Knighton (Welsh: Tref-y-clawdd; pronunciation [treve klau] or Trefyclo) is a small market town and community situated in Powys, Wales, within the historic county boundaries of Radnorshire.

Lying on the River Teme, the town straddles the English-Welsh border; Knighton railway station, as well as a small part of the town is located in Shropshire, England.

The name Knighton probably derives from the Old English words cniht and tūn meaning, respectively, "... a soldier, personal follower, young man, servant, thane, freeman and farm, settlement, homestead. This implies that the settlement was perhaps founded as the result of a grant of land to freemen. By contrast the Welsh name (Tref-y-Clawdd) is more straightforward and translates simply as the town on the dyke. Inhabitants are Knightonians, 'Knightoners'. Knighton's earliest history is obscure but there are local clues: Caer Caradoc (an Iron Age hillfort associated with Caradoc or Caractacus) is just 2 miles away.
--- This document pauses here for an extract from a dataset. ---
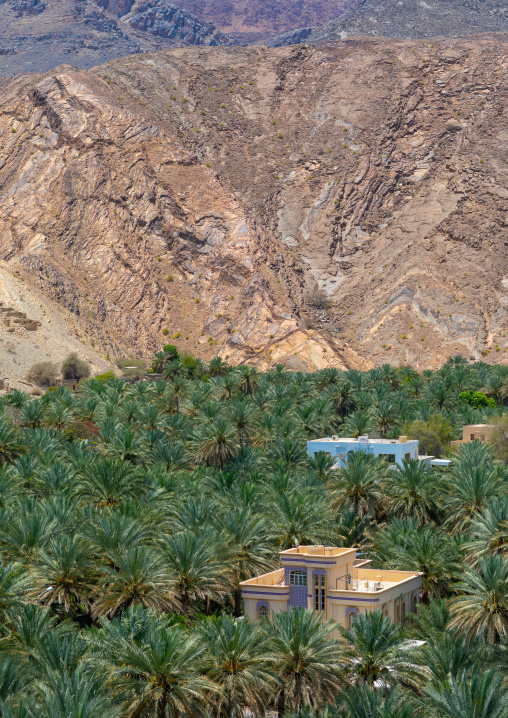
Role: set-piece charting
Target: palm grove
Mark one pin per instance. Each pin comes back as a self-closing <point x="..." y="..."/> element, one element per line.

Watling Street, a Roman road, passes a few miles to the east and any settlements around the Knighton area would have been part of the ancient Celtic kingdom of Cornovii.

Knighton is known for a well preserved section of Offa's Dyke an earthwork that runs north-south along the English/Welsh border from Basingwerk near Holywell to Oswestry.

The Offa's Dyke Centre is just a short walk away from the George and Dragon Inn.